Gilson Aguiar comenta a história das epidemias no Brasil

Por Gilson Aguiar em 09/02/2018 - 09:44

Ocorreu capacitação de funcionários das regionais de saúde do Paraná. Eles foram habilitados para tirar coleta de primatas que forem a óbito por contaminação por febre amarela. A intenção é capacitar mais pessoas em retirar amostra dos primatas contaminados para avaliação. Agir de forma preventiva para uma ameaça da doença. Mesmo não havendo nenhum caso notificado da doença. O Paraná não é área de risco.

A história das epidemias está associada a circulação de pessoas. Seres humanos levam consigo não só suas crenças, seus valores, seus interesses, produtos, mas também doenças. Se levarmos em consideração que a espécie humana migra desde seu aparecimento na face da terra. Se pensarmos no homo sapiens, entre 400 a 200 mil anos a.C. O movimento humano é o fator e consequência de sua evolução, aprimoramento, transformação.

As doenças se multiplicam na proporção que os seres humanos se movimentam e geram ambientes favoráveis para o surto das epidemias. Os que recebem o vírus não estão preparados imunologicamente para recebê-los. A história humana, das conquistas em especial, na colonização europeia nas Américas, por exemplo, é a história também das epidemias, da transmissão de vírus. Parte considerável dos nativos foi morta mais por doenças transmissíveis do que pelas armas do conquistador europeu.

Veja o caso do mosquito Aedes aegypti que voltou ao Brasil na década de 1970. O caso agora da febre amarela, retornando como preocupação epidemia. O movimento humano evolui e ameaça.

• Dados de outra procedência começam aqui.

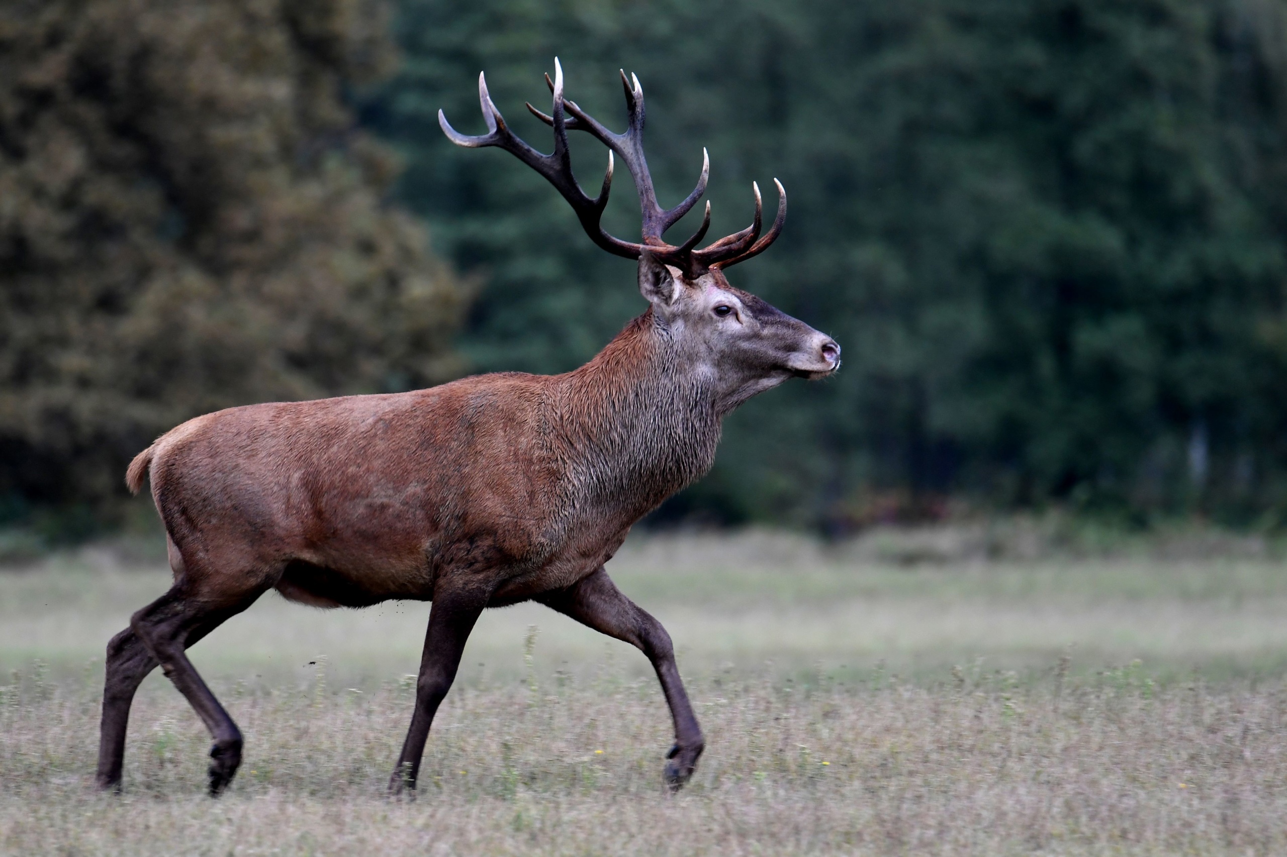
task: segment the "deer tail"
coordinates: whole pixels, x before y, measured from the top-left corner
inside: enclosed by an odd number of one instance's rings
[[[131,494],[138,494],[139,489],[143,488],[143,477],[147,476],[148,468],[152,466],[152,453],[156,449],[156,444],[148,447],[130,462],[129,470],[125,471],[125,485],[130,489]]]

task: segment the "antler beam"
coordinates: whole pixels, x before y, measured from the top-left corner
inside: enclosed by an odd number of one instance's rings
[[[762,252],[781,233],[786,219],[786,192],[777,179],[777,216],[768,233],[759,238],[762,201],[759,185],[752,183],[755,192],[755,217],[750,226],[734,233],[726,238],[704,247],[694,250],[705,237],[710,228],[710,202],[707,202],[701,226],[682,244],[669,244],[663,239],[665,230],[673,226],[683,215],[692,210],[707,190],[707,181],[710,178],[710,157],[701,149],[701,175],[698,185],[673,208],[662,208],[656,201],[656,190],[653,187],[653,176],[647,169],[647,160],[644,156],[644,88],[638,77],[625,76],[622,71],[622,88],[625,90],[625,107],[628,124],[624,134],[615,134],[600,124],[595,117],[583,111],[575,102],[564,97],[562,66],[555,58],[555,77],[546,75],[546,84],[553,97],[553,107],[547,116],[530,103],[528,109],[546,125],[553,127],[555,151],[551,154],[542,154],[519,139],[506,125],[501,112],[492,103],[486,90],[486,78],[479,75],[479,102],[483,107],[483,118],[486,122],[488,133],[480,136],[468,136],[456,131],[448,122],[443,111],[438,112],[438,124],[457,145],[468,148],[481,148],[495,145],[510,152],[533,170],[543,175],[562,197],[571,205],[573,211],[580,220],[582,228],[596,244],[618,256],[638,259],[647,251],[667,264],[676,265],[690,273],[699,273],[712,268],[727,268],[745,259]],[[591,198],[577,183],[571,172],[571,158],[568,152],[568,131],[586,131],[609,148],[607,172],[604,176],[604,187],[597,197]],[[633,243],[615,238],[604,230],[601,219],[607,205],[607,193],[613,183],[613,154],[625,162],[631,176],[634,179],[634,189],[640,199],[642,215],[642,243]],[[757,241],[758,238],[758,241]]]

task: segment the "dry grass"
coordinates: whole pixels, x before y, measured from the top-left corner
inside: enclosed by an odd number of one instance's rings
[[[153,677],[126,791],[102,797],[91,659],[165,579],[93,556],[0,575],[0,660],[24,663],[0,678],[0,853],[1287,853],[1279,562],[902,567],[748,535],[614,565],[672,625],[707,730],[677,797],[642,659],[507,610],[471,642],[420,799],[387,800],[423,607],[273,601],[194,650],[247,737],[229,794],[203,795],[207,739]]]
[[[560,686],[561,683],[561,686]],[[160,688],[157,688],[160,690]],[[206,739],[140,699],[124,798],[90,789],[91,688],[5,688],[0,848],[13,854],[1282,854],[1287,694],[1158,691],[1130,670],[918,688],[694,687],[709,750],[662,791],[651,682],[462,688],[414,803],[381,797],[411,690],[224,688],[241,777],[202,794]]]

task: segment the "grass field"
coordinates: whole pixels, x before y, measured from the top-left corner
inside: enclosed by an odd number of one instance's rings
[[[246,733],[230,791],[203,795],[208,740],[153,676],[102,797],[103,645],[167,573],[106,549],[3,573],[0,852],[1287,853],[1287,565],[964,542],[629,543],[610,571],[707,731],[676,797],[644,658],[520,606],[475,632],[418,799],[384,798],[427,605],[275,594],[192,650]]]

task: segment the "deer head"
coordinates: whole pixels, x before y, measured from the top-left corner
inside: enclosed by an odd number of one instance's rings
[[[553,94],[550,115],[532,104],[528,109],[553,127],[555,148],[542,154],[519,139],[506,125],[492,102],[486,77],[479,75],[479,102],[488,133],[468,136],[456,131],[443,111],[438,122],[457,145],[481,148],[495,145],[510,152],[543,175],[571,205],[589,238],[616,256],[637,259],[640,292],[653,306],[658,333],[673,345],[686,367],[707,376],[717,389],[721,410],[728,410],[752,395],[790,377],[822,378],[840,365],[840,346],[829,336],[786,315],[761,299],[728,283],[725,269],[763,252],[781,234],[786,221],[786,190],[777,185],[777,215],[761,235],[763,205],[759,185],[752,183],[755,215],[749,226],[705,247],[698,244],[710,226],[710,202],[705,205],[701,226],[681,244],[667,243],[663,234],[701,198],[710,175],[710,158],[701,152],[701,175],[696,187],[680,205],[662,208],[644,157],[644,88],[638,78],[622,72],[628,125],[615,134],[564,97],[562,67],[555,58],[553,80],[546,75]],[[568,131],[586,131],[607,147],[607,172],[598,196],[591,197],[571,172]],[[620,157],[634,179],[642,214],[642,241],[638,243],[610,235],[601,224],[607,194],[613,187],[614,157]]]

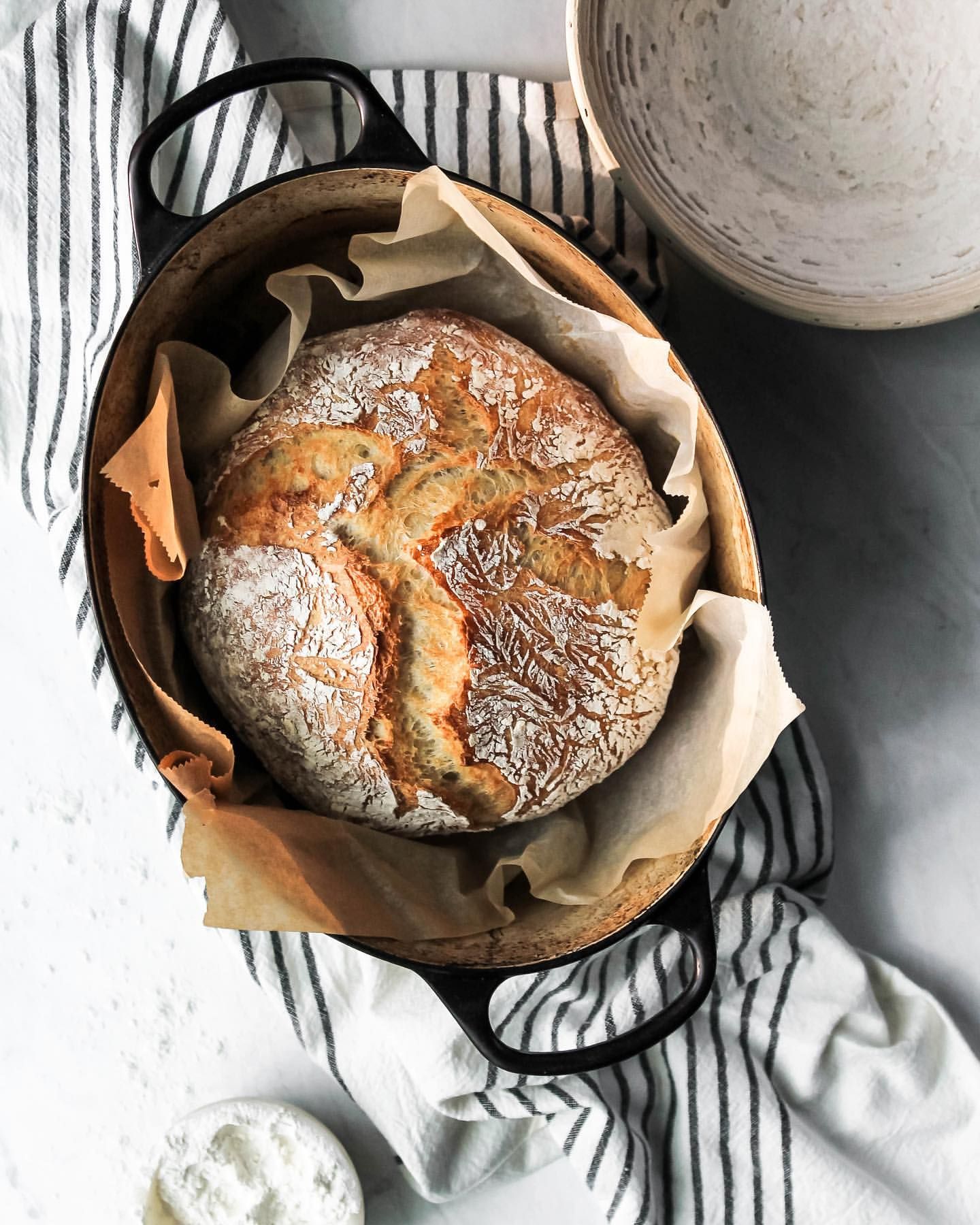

A questão é que somos cada vez mais detentores de uma ciência e tecnologia sem igual na história humana. Acreditamos ao longo do tempo que nosso aprimoramento científico e técnico nos livraria de problemas. Mas isso não ocorreu. Os velhos problemas das epidemias retornaram. As vacinas existem e não são capazes de deter a proporção do risco. É a multiplicação do ambiente propenso a contaminação com o avanço moderno. Os resíduos, o lixo, os restos, se acumulam e as doenças surgem.

A febre amarela nunca deixou de estar presente, mas agora ela pode fugir ao controle. De uma exceção pode se transformar em uma regra.